Os telejornais e programas policiais que expõem a violência e a criminalidade, por sua vez, crescem de forma exponencial em audiência, sendo uma mola propulsora do medo coletivo. O medo acabou por se tornar um produto a ser vendido à população de forma intencional. Uma commodity negativa eficaz para angariar votos, vender armas e manter uma determinada estrutura de poder. Nesse sentido, podemos entender facilmente como o temor a Deus construiu impérios ao longo da história e ainda nos dias de hoje, faz fortunas e elege políticos.


A violência urbana no Brasil tem de fato números alarmantes, apesar de uma leve queda nos últimos anos.

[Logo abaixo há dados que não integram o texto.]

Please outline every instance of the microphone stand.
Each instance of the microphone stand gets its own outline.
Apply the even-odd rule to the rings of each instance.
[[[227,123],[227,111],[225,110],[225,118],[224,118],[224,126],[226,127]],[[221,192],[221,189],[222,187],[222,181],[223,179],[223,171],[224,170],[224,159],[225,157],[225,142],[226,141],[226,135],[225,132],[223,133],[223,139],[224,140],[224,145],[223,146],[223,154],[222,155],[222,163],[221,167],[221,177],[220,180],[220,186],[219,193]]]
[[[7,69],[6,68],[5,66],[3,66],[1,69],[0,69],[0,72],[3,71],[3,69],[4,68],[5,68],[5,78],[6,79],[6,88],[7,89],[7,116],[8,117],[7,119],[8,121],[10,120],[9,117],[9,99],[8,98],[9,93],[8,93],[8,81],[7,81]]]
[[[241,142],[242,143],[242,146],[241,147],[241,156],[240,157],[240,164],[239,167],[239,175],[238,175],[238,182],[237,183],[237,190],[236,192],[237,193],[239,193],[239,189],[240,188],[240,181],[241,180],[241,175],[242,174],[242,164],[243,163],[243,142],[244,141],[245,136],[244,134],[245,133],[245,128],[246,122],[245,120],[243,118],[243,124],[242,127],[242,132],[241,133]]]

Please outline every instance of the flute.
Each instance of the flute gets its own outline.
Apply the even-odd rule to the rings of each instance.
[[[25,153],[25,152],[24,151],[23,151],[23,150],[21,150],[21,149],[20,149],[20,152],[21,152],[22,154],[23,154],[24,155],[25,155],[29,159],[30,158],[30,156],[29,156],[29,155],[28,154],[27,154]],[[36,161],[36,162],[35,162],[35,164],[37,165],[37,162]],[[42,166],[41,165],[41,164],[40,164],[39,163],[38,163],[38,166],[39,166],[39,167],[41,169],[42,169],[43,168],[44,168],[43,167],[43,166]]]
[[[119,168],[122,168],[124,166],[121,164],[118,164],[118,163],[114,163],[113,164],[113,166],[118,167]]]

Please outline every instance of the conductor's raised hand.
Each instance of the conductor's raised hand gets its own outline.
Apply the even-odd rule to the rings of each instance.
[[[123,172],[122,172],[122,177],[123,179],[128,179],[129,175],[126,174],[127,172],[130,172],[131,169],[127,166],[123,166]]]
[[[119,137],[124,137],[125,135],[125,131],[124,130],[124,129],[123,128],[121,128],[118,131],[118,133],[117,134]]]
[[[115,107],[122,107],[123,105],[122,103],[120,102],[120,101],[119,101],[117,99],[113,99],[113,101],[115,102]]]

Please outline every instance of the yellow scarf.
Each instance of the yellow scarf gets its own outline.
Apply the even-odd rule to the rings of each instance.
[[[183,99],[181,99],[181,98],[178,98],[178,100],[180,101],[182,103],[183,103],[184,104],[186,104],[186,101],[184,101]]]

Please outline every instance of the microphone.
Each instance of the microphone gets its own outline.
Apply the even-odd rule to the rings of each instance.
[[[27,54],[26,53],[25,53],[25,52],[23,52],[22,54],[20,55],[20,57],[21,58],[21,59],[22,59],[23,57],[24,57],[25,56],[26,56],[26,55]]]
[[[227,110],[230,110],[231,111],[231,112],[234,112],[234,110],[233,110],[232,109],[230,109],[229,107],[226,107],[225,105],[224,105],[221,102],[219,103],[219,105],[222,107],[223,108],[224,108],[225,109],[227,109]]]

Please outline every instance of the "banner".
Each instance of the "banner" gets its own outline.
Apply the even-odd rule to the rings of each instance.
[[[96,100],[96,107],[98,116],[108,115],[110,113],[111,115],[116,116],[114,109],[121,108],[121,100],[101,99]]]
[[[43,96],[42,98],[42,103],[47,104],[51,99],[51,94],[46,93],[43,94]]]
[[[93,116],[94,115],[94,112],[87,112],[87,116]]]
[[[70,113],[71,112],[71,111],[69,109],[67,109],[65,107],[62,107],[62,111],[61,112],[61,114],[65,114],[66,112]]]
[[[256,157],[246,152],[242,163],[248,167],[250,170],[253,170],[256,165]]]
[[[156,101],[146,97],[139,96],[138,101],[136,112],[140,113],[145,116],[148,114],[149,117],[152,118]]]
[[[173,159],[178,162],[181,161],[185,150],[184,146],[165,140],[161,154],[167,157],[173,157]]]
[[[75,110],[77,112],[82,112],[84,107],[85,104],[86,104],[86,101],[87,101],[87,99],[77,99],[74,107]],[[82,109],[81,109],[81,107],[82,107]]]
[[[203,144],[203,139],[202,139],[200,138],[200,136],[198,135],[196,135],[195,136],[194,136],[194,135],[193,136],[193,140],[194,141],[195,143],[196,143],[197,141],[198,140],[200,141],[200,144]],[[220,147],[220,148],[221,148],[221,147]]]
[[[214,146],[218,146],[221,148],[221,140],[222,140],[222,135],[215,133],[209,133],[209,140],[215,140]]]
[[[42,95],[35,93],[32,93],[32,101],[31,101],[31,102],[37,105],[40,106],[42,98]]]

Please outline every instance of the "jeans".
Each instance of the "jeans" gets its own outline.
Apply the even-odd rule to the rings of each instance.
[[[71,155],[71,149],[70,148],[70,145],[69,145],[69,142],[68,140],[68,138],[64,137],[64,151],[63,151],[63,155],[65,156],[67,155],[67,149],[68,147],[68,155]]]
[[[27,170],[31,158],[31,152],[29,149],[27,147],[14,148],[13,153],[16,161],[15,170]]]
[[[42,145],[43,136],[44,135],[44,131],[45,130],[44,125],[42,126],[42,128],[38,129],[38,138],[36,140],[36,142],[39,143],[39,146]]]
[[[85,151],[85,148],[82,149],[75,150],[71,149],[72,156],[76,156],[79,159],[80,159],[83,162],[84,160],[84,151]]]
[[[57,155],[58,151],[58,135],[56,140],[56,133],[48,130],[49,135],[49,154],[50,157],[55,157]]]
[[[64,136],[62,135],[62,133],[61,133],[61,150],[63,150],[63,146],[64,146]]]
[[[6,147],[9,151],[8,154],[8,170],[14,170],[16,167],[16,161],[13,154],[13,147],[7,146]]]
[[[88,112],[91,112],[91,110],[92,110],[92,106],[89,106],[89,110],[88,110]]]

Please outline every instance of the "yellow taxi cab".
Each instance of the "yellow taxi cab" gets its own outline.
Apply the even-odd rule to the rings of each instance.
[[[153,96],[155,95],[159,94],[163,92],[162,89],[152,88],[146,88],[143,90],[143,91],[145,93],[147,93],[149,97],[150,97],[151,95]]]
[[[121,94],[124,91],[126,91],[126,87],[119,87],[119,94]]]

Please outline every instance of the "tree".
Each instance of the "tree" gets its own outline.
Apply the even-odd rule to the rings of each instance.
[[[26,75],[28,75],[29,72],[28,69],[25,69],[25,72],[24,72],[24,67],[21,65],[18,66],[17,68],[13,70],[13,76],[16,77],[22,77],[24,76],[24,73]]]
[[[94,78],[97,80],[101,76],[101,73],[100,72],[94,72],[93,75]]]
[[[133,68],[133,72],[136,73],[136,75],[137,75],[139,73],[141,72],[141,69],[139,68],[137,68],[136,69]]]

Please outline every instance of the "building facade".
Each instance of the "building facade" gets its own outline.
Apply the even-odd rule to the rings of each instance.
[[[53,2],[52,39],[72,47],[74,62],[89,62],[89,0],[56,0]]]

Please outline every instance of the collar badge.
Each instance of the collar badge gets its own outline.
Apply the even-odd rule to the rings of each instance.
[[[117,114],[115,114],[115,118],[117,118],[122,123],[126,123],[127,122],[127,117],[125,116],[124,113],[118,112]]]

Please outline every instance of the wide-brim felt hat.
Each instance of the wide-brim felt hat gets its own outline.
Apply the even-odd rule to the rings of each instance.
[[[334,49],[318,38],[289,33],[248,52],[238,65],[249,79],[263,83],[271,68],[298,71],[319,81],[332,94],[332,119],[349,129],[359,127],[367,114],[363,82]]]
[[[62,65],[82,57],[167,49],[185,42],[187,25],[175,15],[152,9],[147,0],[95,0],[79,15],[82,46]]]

Em 2023, foram registradas cerca de 46.300 mortes violentas intencionais, segundo o Anuário do Fórum Brasileiro de Segurança Pública. Isso inclui homicídios, latrocínios e mortes decorrentes de intervenções policiais. Embora tenha havido uma redução de 3,4% em comparação com 2022, o Brasil ainda apresenta uma taxa extremamente alta de homicídios, especialmente em comparação com outros países em tempos de paz.


Em contraste, o atual conflito entre Israel e Hamas, desde outubro de 2023, já resultou em cerca de 40 mil mortes, principalmente de civis palestinos, de acordo com fontes locais e internacionais. Ao comparar os dois contextos, a violência urbana no Brasil, mesmo em tempos de paz, gera um número de vítimas que rivaliza ou supera os números de conflitos bélicos. Trata-se, portanto, de problema real a ser encarado de frente e sem medo.


Nesse sentido, me chamou atenção, há alguns dias, uma notícia na qual o dono de um bar tradicional do Bairro Padre Eustáquio, de BH, após ser roubado inúmeras vezes, resolveu adotar uma estratégia preventiva inusitada. Ao perceber que os ladrões invadiam seu estabelecimento escalando um poste que ficava em frente, cansado de esperar por uma solução oficial, resolveu passar graxa no poste, ao velho estilo “pau- de sebo”. Desde então, os roubos não mais ocorreram.


Em conclusão, apesar de termos pela frente desafios gigantescos, com criatividade e responsabilidade social podemos superar o medo e encarar nosso destino de frente. No próximo final de semana, que o voto consciente de cada um, seja uma trilha segura e corajosa contra o medo nosso de cada dia.